Functionally, gp120 produced hyperactivity of presynaptic NMDARs on primary afferent terminals as well as postsynaptic NMDARs in VGluT2-expressing excitatory dorsal horn neurons, but not in VGAT-expressing inhibitory neurons. The gp120-induced NMDAR hyperactivity was abolished by gabapentin, an α2δ-1 inhibitory ligand, and by an α2δ-1 C‑terminal peptide that disrupts α2δ-1–NMDAR interactions.
Accordingly, treatment with gabapentin or the α2δ-1 C‑terminal peptide reversed gp120-induced persistent nociceptive hypersensitivity. Genetic deletion of Cacna2d1 or selective removal of GluN1 in dorsal root ganglion neurons significantly reduced gp120-induced hypersensitivity.

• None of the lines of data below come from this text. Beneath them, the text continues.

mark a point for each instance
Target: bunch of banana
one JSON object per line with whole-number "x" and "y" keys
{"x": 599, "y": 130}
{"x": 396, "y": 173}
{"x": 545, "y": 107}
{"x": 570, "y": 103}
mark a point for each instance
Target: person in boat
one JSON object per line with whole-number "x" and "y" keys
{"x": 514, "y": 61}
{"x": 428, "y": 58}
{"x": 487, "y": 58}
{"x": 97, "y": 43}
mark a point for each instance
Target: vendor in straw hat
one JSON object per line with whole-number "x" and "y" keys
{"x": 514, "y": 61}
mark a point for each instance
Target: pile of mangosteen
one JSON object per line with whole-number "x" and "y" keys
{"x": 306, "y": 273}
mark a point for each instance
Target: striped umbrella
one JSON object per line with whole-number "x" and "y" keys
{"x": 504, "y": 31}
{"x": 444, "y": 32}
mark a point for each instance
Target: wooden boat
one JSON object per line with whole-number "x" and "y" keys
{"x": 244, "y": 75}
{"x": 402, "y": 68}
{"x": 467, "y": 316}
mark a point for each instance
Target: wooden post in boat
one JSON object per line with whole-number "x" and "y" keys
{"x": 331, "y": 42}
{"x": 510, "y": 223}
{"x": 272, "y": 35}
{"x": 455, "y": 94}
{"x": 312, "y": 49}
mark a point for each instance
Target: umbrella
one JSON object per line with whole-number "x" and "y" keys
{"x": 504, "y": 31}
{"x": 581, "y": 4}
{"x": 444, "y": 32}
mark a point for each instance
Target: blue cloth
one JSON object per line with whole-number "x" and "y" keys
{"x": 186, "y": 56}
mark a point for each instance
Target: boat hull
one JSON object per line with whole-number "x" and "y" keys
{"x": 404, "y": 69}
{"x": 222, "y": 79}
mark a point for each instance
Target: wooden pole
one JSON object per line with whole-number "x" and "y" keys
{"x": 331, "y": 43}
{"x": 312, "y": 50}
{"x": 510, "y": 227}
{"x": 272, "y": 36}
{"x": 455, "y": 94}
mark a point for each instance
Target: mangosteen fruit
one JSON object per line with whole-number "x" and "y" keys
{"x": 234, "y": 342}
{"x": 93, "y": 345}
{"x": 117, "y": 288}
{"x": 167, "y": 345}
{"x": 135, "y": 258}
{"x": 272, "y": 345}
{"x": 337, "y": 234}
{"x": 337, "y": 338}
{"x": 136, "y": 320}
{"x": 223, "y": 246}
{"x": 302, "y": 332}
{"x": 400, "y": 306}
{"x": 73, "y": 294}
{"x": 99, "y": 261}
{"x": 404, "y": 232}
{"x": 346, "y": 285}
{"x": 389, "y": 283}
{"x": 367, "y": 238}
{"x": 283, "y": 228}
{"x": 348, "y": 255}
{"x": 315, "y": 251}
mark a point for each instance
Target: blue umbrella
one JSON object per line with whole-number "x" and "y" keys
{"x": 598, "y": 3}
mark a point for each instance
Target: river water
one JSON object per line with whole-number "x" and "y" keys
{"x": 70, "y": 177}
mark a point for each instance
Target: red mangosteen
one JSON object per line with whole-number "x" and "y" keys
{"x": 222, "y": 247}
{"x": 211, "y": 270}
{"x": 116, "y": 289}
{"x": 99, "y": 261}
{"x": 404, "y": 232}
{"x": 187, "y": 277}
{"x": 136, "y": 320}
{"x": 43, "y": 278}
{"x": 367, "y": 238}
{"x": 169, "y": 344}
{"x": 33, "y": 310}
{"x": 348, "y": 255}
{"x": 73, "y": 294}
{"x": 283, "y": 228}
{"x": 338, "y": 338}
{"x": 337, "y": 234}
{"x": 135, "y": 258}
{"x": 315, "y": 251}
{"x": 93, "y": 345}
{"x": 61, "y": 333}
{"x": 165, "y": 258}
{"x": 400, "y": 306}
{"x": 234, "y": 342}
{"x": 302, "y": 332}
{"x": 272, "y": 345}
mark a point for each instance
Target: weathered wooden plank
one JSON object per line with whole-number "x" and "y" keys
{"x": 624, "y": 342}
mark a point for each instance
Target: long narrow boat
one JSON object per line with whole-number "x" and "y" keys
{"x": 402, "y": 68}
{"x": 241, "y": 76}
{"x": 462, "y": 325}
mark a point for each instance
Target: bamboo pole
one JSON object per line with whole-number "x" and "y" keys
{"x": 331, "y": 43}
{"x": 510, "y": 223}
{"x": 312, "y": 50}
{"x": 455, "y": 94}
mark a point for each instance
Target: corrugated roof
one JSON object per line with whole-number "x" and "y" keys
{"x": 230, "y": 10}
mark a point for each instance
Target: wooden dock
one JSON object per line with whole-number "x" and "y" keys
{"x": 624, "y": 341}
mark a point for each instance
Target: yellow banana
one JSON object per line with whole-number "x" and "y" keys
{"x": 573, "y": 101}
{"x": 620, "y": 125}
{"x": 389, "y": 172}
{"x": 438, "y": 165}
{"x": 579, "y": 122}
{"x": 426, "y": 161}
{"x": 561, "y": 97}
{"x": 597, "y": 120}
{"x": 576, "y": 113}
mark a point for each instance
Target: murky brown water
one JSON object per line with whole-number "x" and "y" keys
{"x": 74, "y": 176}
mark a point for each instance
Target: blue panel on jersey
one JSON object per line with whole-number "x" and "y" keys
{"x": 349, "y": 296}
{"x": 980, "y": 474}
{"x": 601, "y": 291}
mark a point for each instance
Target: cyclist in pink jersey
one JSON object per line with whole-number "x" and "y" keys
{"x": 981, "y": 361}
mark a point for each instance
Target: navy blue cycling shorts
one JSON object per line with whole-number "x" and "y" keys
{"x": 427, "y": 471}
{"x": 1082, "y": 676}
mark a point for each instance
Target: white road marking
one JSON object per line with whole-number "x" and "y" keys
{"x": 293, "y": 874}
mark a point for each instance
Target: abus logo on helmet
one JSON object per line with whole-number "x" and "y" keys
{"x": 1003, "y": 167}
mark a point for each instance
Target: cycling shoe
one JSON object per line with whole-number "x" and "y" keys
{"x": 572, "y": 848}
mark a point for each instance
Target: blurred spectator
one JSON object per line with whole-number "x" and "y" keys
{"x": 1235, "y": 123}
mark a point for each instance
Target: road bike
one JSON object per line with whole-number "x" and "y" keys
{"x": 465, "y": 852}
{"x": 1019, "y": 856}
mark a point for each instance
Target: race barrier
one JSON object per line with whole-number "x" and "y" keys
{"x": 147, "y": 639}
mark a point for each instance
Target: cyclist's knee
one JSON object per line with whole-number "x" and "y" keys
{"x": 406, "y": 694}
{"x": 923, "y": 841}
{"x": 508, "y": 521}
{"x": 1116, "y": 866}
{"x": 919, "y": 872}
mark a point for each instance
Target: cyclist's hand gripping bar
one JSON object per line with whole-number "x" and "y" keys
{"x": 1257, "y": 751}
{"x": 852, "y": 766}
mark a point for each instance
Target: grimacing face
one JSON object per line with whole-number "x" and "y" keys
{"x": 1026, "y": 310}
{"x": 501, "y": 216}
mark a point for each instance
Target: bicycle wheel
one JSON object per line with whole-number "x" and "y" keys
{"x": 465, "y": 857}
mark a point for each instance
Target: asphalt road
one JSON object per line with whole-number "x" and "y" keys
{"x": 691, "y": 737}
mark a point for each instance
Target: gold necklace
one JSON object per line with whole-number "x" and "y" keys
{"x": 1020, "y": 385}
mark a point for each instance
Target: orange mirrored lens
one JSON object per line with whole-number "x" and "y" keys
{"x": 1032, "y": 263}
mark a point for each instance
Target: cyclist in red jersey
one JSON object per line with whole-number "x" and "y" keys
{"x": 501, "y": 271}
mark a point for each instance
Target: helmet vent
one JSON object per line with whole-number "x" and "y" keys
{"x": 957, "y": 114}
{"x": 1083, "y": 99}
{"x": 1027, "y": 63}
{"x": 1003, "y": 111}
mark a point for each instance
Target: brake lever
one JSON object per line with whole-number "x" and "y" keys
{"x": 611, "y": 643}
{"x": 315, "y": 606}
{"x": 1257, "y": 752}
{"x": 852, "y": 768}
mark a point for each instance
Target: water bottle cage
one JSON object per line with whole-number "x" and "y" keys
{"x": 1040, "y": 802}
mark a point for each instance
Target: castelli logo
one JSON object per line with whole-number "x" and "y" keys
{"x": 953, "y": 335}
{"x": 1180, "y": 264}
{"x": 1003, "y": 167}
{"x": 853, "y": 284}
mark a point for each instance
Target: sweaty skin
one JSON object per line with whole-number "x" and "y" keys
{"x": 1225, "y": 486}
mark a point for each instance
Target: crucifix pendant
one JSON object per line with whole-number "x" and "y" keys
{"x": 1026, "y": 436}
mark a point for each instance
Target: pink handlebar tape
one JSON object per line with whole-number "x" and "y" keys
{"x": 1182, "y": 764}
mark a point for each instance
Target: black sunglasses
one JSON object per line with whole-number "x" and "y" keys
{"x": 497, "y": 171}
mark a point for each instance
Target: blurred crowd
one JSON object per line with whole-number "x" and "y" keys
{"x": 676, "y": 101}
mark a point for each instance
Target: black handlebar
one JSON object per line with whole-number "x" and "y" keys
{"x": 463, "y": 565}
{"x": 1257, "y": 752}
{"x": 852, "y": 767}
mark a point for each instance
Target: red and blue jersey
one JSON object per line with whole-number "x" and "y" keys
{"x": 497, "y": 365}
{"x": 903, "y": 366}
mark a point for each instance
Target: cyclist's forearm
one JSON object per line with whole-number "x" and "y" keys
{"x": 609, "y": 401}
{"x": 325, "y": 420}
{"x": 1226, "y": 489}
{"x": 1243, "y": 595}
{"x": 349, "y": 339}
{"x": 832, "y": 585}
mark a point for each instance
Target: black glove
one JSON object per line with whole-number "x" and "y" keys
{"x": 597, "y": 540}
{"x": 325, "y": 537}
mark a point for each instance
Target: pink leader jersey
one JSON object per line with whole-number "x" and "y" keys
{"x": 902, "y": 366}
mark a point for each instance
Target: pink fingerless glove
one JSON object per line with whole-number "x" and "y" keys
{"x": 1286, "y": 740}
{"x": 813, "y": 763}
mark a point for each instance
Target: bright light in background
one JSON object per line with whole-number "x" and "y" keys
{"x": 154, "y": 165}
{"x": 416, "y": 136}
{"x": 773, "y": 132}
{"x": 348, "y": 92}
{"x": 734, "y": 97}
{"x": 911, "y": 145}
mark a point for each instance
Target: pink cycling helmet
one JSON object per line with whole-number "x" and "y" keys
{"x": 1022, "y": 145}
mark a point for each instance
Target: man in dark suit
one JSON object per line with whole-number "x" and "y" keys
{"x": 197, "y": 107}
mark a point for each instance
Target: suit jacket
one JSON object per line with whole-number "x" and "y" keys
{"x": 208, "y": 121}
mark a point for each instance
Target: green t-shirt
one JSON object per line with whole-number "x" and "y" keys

These results demonstrate that gp120 drives nociceptive hypersensitivity by enhancing presynaptic and postsynaptic activity of α2δ-1–bound NMDARs, thereby amplifying sensory transmission from primary afferents to spinal excitatory neurons. Targeting α2δ-1–associated NMDARs may therefore be a promising, precise therapeutic approach for HIV-associated chronic neuropathic pain.